Minister of Housing and Public Works
- In office 27 November 1981 – 10 May 1982
- President: Abdus Sattar
- Prime Minister: Shah Azizur Rahman; Ataur Rahman Khan;
- Preceded by: Muhammad Jamiruddin Sarkar
- Succeeded by: Abdul Mannan Siddique
- In office 20 October 1990 – 6 December 1990
- President: Hussain Muhammad Ershad
- Prime Minister: Kazi Zafar Ahmed
- Preceded by: Mostafa Jamal Haider
- Succeeded by: Wahiduddin Ahmed

Member of the Bangladesh Parliament for Dhaka-9
- In office 24 May 1990 – 6 December 1990
- Preceded by: Md Korban Ali
- Succeeded by: Muhammad Jamiruddin Sarkar

2nd Chief Whip of Parliament
- In office 2 April 1979 – 24 March 1982
- Speaker: Mirza Ghulam Hafiz
- Preceded by: Shah Moazzem Hossain
- Succeeded by: T.I.M. Fazlay Rabbi Chowdhury

Personal details
- Born: c. 1940 Lalbagh, Dacca district, Bengal Province
- Died: 16 September 2022 (aged 82) London, England
- Resting place: Azimpur Graveyard, Dhaka, Bangladesh
- Party: Bangladesh Nationalist Party
- Other political affiliations: Jatiya Party (Ershad)

= Abul Hasnat (barrister) =

Bangladeshi politician and lawyer (died 2022)

Abul Hasnat (c. 1940 – 16 September 2022) was a Bangladeshi politician and lawyer. He was a founding member of the Bangladesh Nationalist Party standing committee.

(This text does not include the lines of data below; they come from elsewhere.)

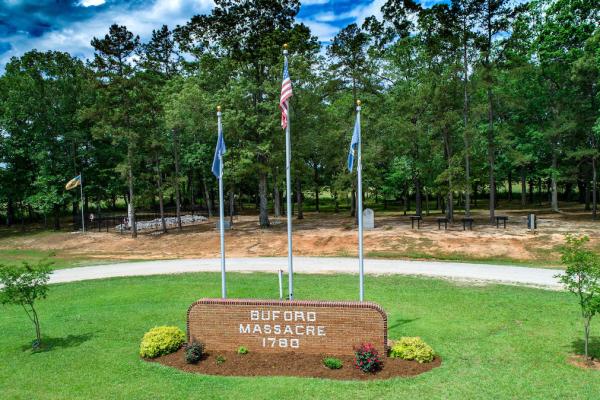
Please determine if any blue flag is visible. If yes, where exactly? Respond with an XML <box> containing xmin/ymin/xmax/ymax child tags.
<box><xmin>348</xmin><ymin>118</ymin><xmax>360</xmax><ymax>172</ymax></box>
<box><xmin>212</xmin><ymin>117</ymin><xmax>227</xmax><ymax>179</ymax></box>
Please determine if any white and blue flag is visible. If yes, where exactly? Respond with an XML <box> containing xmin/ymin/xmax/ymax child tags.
<box><xmin>348</xmin><ymin>118</ymin><xmax>360</xmax><ymax>172</ymax></box>
<box><xmin>212</xmin><ymin>116</ymin><xmax>227</xmax><ymax>179</ymax></box>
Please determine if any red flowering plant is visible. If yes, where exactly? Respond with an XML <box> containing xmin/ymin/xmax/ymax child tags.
<box><xmin>354</xmin><ymin>343</ymin><xmax>382</xmax><ymax>372</ymax></box>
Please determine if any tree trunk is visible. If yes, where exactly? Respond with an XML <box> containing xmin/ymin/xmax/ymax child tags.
<box><xmin>296</xmin><ymin>179</ymin><xmax>304</xmax><ymax>219</ymax></box>
<box><xmin>529</xmin><ymin>179</ymin><xmax>534</xmax><ymax>204</ymax></box>
<box><xmin>508</xmin><ymin>170</ymin><xmax>512</xmax><ymax>203</ymax></box>
<box><xmin>551</xmin><ymin>150</ymin><xmax>559</xmax><ymax>212</ymax></box>
<box><xmin>229</xmin><ymin>189</ymin><xmax>235</xmax><ymax>227</ymax></box>
<box><xmin>592</xmin><ymin>156</ymin><xmax>598</xmax><ymax>219</ymax></box>
<box><xmin>333</xmin><ymin>191</ymin><xmax>340</xmax><ymax>214</ymax></box>
<box><xmin>127</xmin><ymin>155</ymin><xmax>137</xmax><ymax>238</ymax></box>
<box><xmin>485</xmin><ymin>0</ymin><xmax>496</xmax><ymax>224</ymax></box>
<box><xmin>313</xmin><ymin>164</ymin><xmax>321</xmax><ymax>212</ymax></box>
<box><xmin>350</xmin><ymin>183</ymin><xmax>356</xmax><ymax>217</ymax></box>
<box><xmin>6</xmin><ymin>195</ymin><xmax>15</xmax><ymax>226</ymax></box>
<box><xmin>258</xmin><ymin>171</ymin><xmax>271</xmax><ymax>228</ymax></box>
<box><xmin>583</xmin><ymin>180</ymin><xmax>592</xmax><ymax>211</ymax></box>
<box><xmin>54</xmin><ymin>204</ymin><xmax>60</xmax><ymax>231</ymax></box>
<box><xmin>173</xmin><ymin>129</ymin><xmax>181</xmax><ymax>231</ymax></box>
<box><xmin>154</xmin><ymin>152</ymin><xmax>167</xmax><ymax>233</ymax></box>
<box><xmin>521</xmin><ymin>167</ymin><xmax>527</xmax><ymax>207</ymax></box>
<box><xmin>583</xmin><ymin>318</ymin><xmax>590</xmax><ymax>360</ymax></box>
<box><xmin>415</xmin><ymin>178</ymin><xmax>423</xmax><ymax>215</ymax></box>
<box><xmin>273</xmin><ymin>171</ymin><xmax>281</xmax><ymax>218</ymax></box>
<box><xmin>202</xmin><ymin>176</ymin><xmax>213</xmax><ymax>218</ymax></box>
<box><xmin>29</xmin><ymin>304</ymin><xmax>42</xmax><ymax>349</ymax></box>
<box><xmin>463</xmin><ymin>30</ymin><xmax>471</xmax><ymax>217</ymax></box>
<box><xmin>442</xmin><ymin>127</ymin><xmax>454</xmax><ymax>223</ymax></box>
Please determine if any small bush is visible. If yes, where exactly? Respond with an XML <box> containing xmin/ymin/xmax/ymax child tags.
<box><xmin>185</xmin><ymin>342</ymin><xmax>204</xmax><ymax>364</ymax></box>
<box><xmin>140</xmin><ymin>326</ymin><xmax>185</xmax><ymax>358</ymax></box>
<box><xmin>323</xmin><ymin>357</ymin><xmax>343</xmax><ymax>369</ymax></box>
<box><xmin>354</xmin><ymin>343</ymin><xmax>382</xmax><ymax>372</ymax></box>
<box><xmin>390</xmin><ymin>337</ymin><xmax>435</xmax><ymax>363</ymax></box>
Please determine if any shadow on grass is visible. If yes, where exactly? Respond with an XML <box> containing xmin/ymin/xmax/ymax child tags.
<box><xmin>21</xmin><ymin>332</ymin><xmax>94</xmax><ymax>354</ymax></box>
<box><xmin>571</xmin><ymin>336</ymin><xmax>600</xmax><ymax>359</ymax></box>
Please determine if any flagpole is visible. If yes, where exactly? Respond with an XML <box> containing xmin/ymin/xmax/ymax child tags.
<box><xmin>79</xmin><ymin>172</ymin><xmax>85</xmax><ymax>233</ymax></box>
<box><xmin>283</xmin><ymin>43</ymin><xmax>294</xmax><ymax>300</ymax></box>
<box><xmin>356</xmin><ymin>100</ymin><xmax>365</xmax><ymax>301</ymax></box>
<box><xmin>217</xmin><ymin>106</ymin><xmax>227</xmax><ymax>299</ymax></box>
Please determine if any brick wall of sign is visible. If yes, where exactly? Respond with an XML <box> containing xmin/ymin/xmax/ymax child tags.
<box><xmin>187</xmin><ymin>299</ymin><xmax>387</xmax><ymax>355</ymax></box>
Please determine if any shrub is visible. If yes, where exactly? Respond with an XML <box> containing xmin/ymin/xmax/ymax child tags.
<box><xmin>140</xmin><ymin>326</ymin><xmax>185</xmax><ymax>358</ymax></box>
<box><xmin>323</xmin><ymin>357</ymin><xmax>343</xmax><ymax>369</ymax></box>
<box><xmin>0</xmin><ymin>261</ymin><xmax>52</xmax><ymax>349</ymax></box>
<box><xmin>390</xmin><ymin>337</ymin><xmax>435</xmax><ymax>363</ymax></box>
<box><xmin>556</xmin><ymin>235</ymin><xmax>600</xmax><ymax>361</ymax></box>
<box><xmin>354</xmin><ymin>343</ymin><xmax>382</xmax><ymax>372</ymax></box>
<box><xmin>185</xmin><ymin>342</ymin><xmax>204</xmax><ymax>364</ymax></box>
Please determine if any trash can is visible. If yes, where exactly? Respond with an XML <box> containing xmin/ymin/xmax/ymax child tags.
<box><xmin>527</xmin><ymin>214</ymin><xmax>537</xmax><ymax>231</ymax></box>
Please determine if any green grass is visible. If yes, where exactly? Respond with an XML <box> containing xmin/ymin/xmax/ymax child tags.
<box><xmin>0</xmin><ymin>273</ymin><xmax>600</xmax><ymax>399</ymax></box>
<box><xmin>0</xmin><ymin>249</ymin><xmax>103</xmax><ymax>269</ymax></box>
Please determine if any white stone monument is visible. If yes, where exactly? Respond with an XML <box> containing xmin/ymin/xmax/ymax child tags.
<box><xmin>363</xmin><ymin>208</ymin><xmax>375</xmax><ymax>229</ymax></box>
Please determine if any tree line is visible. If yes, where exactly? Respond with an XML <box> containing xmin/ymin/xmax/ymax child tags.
<box><xmin>0</xmin><ymin>0</ymin><xmax>600</xmax><ymax>236</ymax></box>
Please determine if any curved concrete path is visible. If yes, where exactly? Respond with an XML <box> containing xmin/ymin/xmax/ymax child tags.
<box><xmin>50</xmin><ymin>257</ymin><xmax>562</xmax><ymax>290</ymax></box>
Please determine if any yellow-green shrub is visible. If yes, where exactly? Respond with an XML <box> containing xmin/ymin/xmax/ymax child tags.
<box><xmin>140</xmin><ymin>326</ymin><xmax>185</xmax><ymax>358</ymax></box>
<box><xmin>390</xmin><ymin>337</ymin><xmax>435</xmax><ymax>363</ymax></box>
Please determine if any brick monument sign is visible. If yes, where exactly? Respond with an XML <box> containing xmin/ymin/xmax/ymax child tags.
<box><xmin>187</xmin><ymin>299</ymin><xmax>387</xmax><ymax>355</ymax></box>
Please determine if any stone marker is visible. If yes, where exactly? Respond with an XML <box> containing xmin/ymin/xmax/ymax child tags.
<box><xmin>363</xmin><ymin>208</ymin><xmax>375</xmax><ymax>229</ymax></box>
<box><xmin>187</xmin><ymin>299</ymin><xmax>387</xmax><ymax>355</ymax></box>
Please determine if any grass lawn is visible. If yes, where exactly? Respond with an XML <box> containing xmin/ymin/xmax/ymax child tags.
<box><xmin>0</xmin><ymin>273</ymin><xmax>600</xmax><ymax>400</ymax></box>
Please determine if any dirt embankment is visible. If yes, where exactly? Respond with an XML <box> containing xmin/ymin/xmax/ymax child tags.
<box><xmin>0</xmin><ymin>212</ymin><xmax>600</xmax><ymax>265</ymax></box>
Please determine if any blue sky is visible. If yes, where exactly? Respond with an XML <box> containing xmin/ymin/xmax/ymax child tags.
<box><xmin>0</xmin><ymin>0</ymin><xmax>438</xmax><ymax>73</ymax></box>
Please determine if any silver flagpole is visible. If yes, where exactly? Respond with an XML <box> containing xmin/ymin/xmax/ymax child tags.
<box><xmin>283</xmin><ymin>44</ymin><xmax>294</xmax><ymax>300</ymax></box>
<box><xmin>356</xmin><ymin>100</ymin><xmax>365</xmax><ymax>301</ymax></box>
<box><xmin>217</xmin><ymin>106</ymin><xmax>227</xmax><ymax>299</ymax></box>
<box><xmin>79</xmin><ymin>172</ymin><xmax>85</xmax><ymax>233</ymax></box>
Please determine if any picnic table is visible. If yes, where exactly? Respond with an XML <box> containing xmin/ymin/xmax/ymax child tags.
<box><xmin>461</xmin><ymin>217</ymin><xmax>473</xmax><ymax>231</ymax></box>
<box><xmin>410</xmin><ymin>215</ymin><xmax>423</xmax><ymax>229</ymax></box>
<box><xmin>496</xmin><ymin>215</ymin><xmax>508</xmax><ymax>229</ymax></box>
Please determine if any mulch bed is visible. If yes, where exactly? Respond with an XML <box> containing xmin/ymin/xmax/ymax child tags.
<box><xmin>146</xmin><ymin>349</ymin><xmax>442</xmax><ymax>380</ymax></box>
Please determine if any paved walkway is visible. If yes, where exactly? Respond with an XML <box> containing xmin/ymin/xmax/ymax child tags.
<box><xmin>50</xmin><ymin>257</ymin><xmax>562</xmax><ymax>290</ymax></box>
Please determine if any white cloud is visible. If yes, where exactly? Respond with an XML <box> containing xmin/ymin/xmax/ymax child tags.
<box><xmin>77</xmin><ymin>0</ymin><xmax>106</xmax><ymax>7</ymax></box>
<box><xmin>298</xmin><ymin>19</ymin><xmax>340</xmax><ymax>42</ymax></box>
<box><xmin>0</xmin><ymin>0</ymin><xmax>214</xmax><ymax>74</ymax></box>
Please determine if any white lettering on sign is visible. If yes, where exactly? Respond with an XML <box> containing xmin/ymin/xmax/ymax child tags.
<box><xmin>240</xmin><ymin>310</ymin><xmax>326</xmax><ymax>349</ymax></box>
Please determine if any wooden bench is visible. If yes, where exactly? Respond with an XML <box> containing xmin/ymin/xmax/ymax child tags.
<box><xmin>410</xmin><ymin>215</ymin><xmax>423</xmax><ymax>229</ymax></box>
<box><xmin>496</xmin><ymin>215</ymin><xmax>508</xmax><ymax>229</ymax></box>
<box><xmin>437</xmin><ymin>217</ymin><xmax>448</xmax><ymax>231</ymax></box>
<box><xmin>461</xmin><ymin>217</ymin><xmax>473</xmax><ymax>231</ymax></box>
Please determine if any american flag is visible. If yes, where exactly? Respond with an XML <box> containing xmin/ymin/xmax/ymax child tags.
<box><xmin>279</xmin><ymin>57</ymin><xmax>292</xmax><ymax>129</ymax></box>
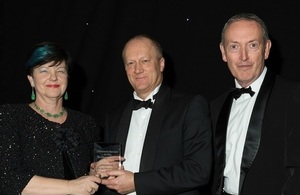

== Early life and family ==
Abul Hasnat was born in c. 1940 to a Bengali family of Sardars in Lalbagh, Old Dhaka. His father, Ghani Sardar, was a former chairman of the Azimpur Union Committee.

== Political life ==
Abul Hasnat served as the first mayor (elected by the commissioners) of Dhaka City Corporation during 1977–1982 and, again, in 1990. In the cabinet of Abdus Sattar, he served as the minister of housing and public works from 27 November 1981 to 10 May 1982.

Abul Hasnat joined the Jatiya Party in 1990. He was elected to parliament from Dhaka-9 in 1990 in a by-election as a candidate of Jatiya Party. He served as the minister of housing and public works in the cabinet of Hussein Mohammad Ershad from 20 October 1990 to 6 December 1990.

Abul Hasnat later rejoined the Bangladesh Nationalist Party and served as a member of the BNP's standing committee.

== Death ==
Abul Hasnat died at 5pm on 16 September 2022 in his own home in London, England. He was buried next to his father at the Azimpur Graveyard in Dhaka.